アート

超絶技巧切り絵、根津美術館「きらきらでん(螺鈿)」

青山の根津美術館で2021年1月9日(土)から2月14日(日)まで開催されている企画展「きらきらでん(螺鈿)」へ。緊急事態宣言下ということもあり入場は完全予約制。前日までに締め切りなので当日ふらりと訪問することができないのは残念ではあるが仕方ないだろう。

 

そもそも螺鈿とは何かであるが、鮑や夜光貝の貝殻の内側のキラキラした部分(真珠層)を切り出して漆製品などに装飾として張り付ける切り絵のような技術である。簡単そうに思えるかもしれないが貝殻という扱いにくい素材を小さく切り出して、漆塗りした土台に埋め込んで、さらに段差がないように漆を塗っていくというとんでもなく手間のかかる技法でもある。

本展のオープニングとして工程の詳細についての説明がなされているが、頭では分かってはいた技術だが、途中工程を一つずつ見せられると奥深さを知ることができる。―貝殻の内側が綺麗だとは昔から思っていたが、それを使って何かを作ってみるといったことを夏休みの自由研究などでやってみれば面白かっただろうと今更ながらに思われる― 本展覧会の公式HPに「根津美術館の所蔵品を中心に、日本における螺鈿の受容と展開を編年的にたどりながら、影響関係にあった中国大陸・朝鮮半島・琉球、そして日本の螺鈿技術が概観できるよう構成」とあるように地域別、年代別の作品を流れとしてみることができ、重層的な比較しながら螺鈿鑑賞を行うことができる。
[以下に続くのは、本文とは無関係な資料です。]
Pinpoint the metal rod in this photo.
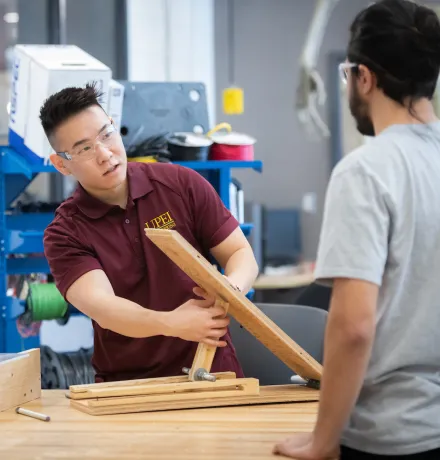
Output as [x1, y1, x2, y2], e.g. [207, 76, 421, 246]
[15, 407, 50, 422]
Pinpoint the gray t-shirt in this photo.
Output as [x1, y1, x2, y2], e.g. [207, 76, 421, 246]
[316, 122, 440, 455]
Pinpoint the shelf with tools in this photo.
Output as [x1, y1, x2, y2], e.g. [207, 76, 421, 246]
[0, 146, 263, 353]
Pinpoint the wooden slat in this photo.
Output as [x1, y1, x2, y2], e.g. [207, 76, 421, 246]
[69, 372, 236, 394]
[189, 298, 229, 380]
[145, 229, 322, 380]
[0, 348, 41, 412]
[71, 379, 259, 400]
[70, 385, 319, 416]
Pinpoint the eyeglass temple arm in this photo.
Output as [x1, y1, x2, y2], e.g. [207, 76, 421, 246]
[296, 0, 339, 137]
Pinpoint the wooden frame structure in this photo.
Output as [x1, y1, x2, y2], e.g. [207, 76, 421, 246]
[0, 348, 41, 412]
[68, 229, 322, 415]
カットして貼っていくという技法ゆえくっきりとした輪郭が特徴で味わいであるのだが、あえて毛筆の筆致を螺鈿で表現した作品もいくつか出品されており、まさに超絶技巧の競演といえる。真珠層という天然物ゆえ色合いに緑や赤などと色合いにばらつきがあるが、その違いを利用して人物の表情や衣服、楼閣などさまざまな物を色鮮やかに浮かび上がらせ螺鈿という素材だからこそ可能な多彩な表現を楽しむことができる。

本展に出品されている作品がたまたまそうなのか、螺鈿作品全体の傾向と言えるのか分からないが

  • 中国大陸:画面全体に螺鈿を使って表現する。描かれたモチーフは人物を中心として、花・鳥・虫などを装飾として用いる
  • 日本:蒔絵などの技術と併せて螺鈿をアクセントとして取り入れた表現が主流。描くモチーフは植物や動物といった自然物が中心

文章だと分かりにくいかもしれないが、右図のリンクにある美術手帳の本展の紹介写真が分かりやすいかもしれない。

主観的なイメージではあるが

  • 中国物:中国料理店などにあるびっしりと螺鈿を使って人物や、龍・鳳凰を描く
  • 和物:蒔絵箱や硯箱では金粉を利用した蒔絵と螺鈿を組合わせた表現が主流

にも思える。螺鈿という同じ技術を用いながらも表現対象や手法に地域差が現れるという比較が本展全体の味わいであったといえる。